Neuronal lysosomes

Abstract

Lysosomes support diverse cellular functions by acting as sites of macromolecule degradation and nutrient recycling. The degradative abilities of lysosomes are conferred by a lumen that is characterized by an acidic pH and which contains numerous hydrolases that support the breakdown of major cellular macromolecules to yield cellular building blocks (amino acids, nucleic acids, sugars, lipids and metals) that are transported into the cytoplasm for their re-use. In addition to these important hydrolytic and recycling functions, lysosomes also serve as a signaling platform that integrates nutrient and metabolic cues to control signaling via the mTORC1 pathway. Due to their extreme longevity, polarity, demands of neurotransmission and metabolic activity, neurons are particularly sensitive to perturbations in lysosome function. The dependence of neurons on optimal lysosome function is highlighted by insights from human genetics that link lysosome dysfunction to a wide range of both rare and common neurological diseases. How then is lysosome function adapted to the unique demands of neurons? This review will focus on the roles played by lysosomes in distinct neuronal sub-compartments, the regulation of neuronal lysosome sub-cellular localization and the implications of such neuronal lysosome regulation for both physiology and disease.

Keywords: Alzheimer's disease; Autophagosome; Axon; Dendrite; Endosome; Hereditary spastic paraplegia; Lysosome; mTORC1.

Figure 1

Schematic representation of the dependence of lysosomes on membrane traffic from the secretory pathway (ER and Golgi) to endosomes for the delivery of proteins supporting lysosome biogenesis and maintenance.

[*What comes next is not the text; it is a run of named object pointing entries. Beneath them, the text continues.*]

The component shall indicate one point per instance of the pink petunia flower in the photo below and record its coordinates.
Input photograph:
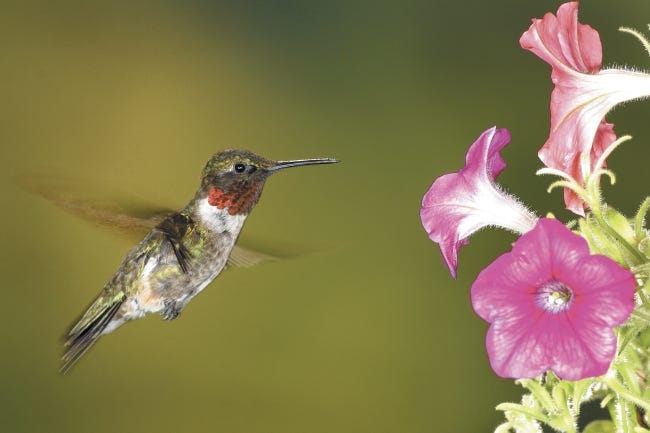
(582, 96)
(552, 305)
(459, 204)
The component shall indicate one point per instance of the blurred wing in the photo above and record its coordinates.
(132, 217)
(121, 212)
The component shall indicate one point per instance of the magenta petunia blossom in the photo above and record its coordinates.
(459, 204)
(552, 305)
(582, 96)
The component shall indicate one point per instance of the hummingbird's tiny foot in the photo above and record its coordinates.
(171, 310)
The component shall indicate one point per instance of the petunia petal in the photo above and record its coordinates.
(574, 340)
(459, 204)
(582, 96)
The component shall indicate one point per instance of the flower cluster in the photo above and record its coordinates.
(569, 310)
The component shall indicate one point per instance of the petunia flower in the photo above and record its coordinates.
(459, 204)
(582, 96)
(552, 305)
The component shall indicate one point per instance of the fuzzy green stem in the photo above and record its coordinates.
(613, 233)
(638, 35)
(640, 217)
(624, 393)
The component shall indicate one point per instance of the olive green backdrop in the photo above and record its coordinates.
(365, 331)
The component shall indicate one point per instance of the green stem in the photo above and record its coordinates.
(613, 233)
(624, 393)
(640, 216)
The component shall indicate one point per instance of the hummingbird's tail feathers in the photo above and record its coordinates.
(86, 332)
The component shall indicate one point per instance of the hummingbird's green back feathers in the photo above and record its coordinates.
(90, 327)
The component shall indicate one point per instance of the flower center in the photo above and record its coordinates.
(554, 296)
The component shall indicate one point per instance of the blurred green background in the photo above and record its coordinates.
(370, 333)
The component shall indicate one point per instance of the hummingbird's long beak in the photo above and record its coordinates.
(281, 165)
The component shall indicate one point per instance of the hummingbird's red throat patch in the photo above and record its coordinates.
(236, 201)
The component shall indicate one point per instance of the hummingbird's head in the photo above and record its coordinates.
(234, 179)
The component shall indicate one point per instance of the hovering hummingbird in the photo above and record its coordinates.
(183, 253)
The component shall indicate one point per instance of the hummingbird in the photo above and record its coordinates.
(183, 253)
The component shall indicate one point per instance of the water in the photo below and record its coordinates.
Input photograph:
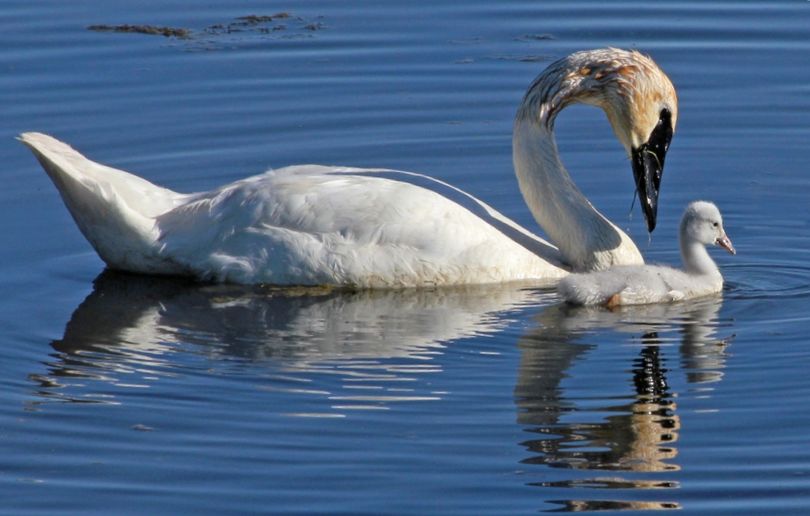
(123, 394)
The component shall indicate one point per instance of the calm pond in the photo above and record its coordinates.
(124, 394)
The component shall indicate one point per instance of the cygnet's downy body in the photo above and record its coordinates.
(701, 225)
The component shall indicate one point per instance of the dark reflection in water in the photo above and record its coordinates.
(634, 434)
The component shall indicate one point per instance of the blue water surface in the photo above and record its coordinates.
(123, 394)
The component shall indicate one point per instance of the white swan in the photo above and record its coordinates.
(383, 228)
(701, 225)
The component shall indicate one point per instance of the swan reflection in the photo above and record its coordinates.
(131, 328)
(589, 425)
(635, 433)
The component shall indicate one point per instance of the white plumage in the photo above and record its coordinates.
(311, 224)
(701, 225)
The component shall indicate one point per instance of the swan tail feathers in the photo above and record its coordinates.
(114, 210)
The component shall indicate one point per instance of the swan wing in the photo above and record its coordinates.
(313, 225)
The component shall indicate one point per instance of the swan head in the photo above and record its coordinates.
(638, 98)
(642, 107)
(702, 223)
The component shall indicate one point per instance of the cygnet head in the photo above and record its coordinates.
(703, 224)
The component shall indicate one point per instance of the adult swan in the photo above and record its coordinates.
(315, 225)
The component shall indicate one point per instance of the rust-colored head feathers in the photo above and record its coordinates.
(628, 85)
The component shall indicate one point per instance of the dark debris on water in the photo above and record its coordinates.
(152, 30)
(256, 23)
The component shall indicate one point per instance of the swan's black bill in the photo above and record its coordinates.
(648, 167)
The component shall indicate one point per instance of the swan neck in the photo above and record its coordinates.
(696, 259)
(586, 239)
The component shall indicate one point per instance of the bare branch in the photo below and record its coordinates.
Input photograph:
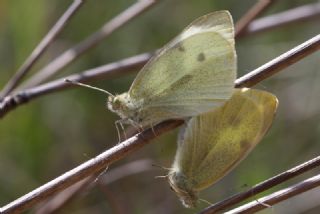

Meanwhile, the endocytic and autophagy pathways both deliver substrates for lysosomes to degrade. Although all of these organelles can be found in close proximity in neuronal cell bodies, the Golgi is not found in axons. Meanwhile autophagosomes form robustly in distal parts of neurons that can be separated from the cell body by more than a meter in the longest human neurons. This raises challenges for the ability of lysosomes to receive newly synthesized enzymes from the secretory pathway in order to mediate degradative functions at the most distal sites within neurons.

Figure 2

Confocal image of lysosomes (LAMP1 signal, green) in mouse cortical neurons in culture along with MAP2B staining (red) which labels microtubules of neuronal dendrites. The asterisks indicate the position of non-neuronal lysosome signals arising from underlying glial cells. Although LAMP1 staining is commonly used to define lysosome distribution, due to the close relationship between lysosomes and other organelles of the secretory and endocytic pathways (Figure 1), the use of antibodies against multiple lysosomal proteins, including luminal hydrolases, is advisable for the definitive lysosome identification (Scale bar = 10 μm).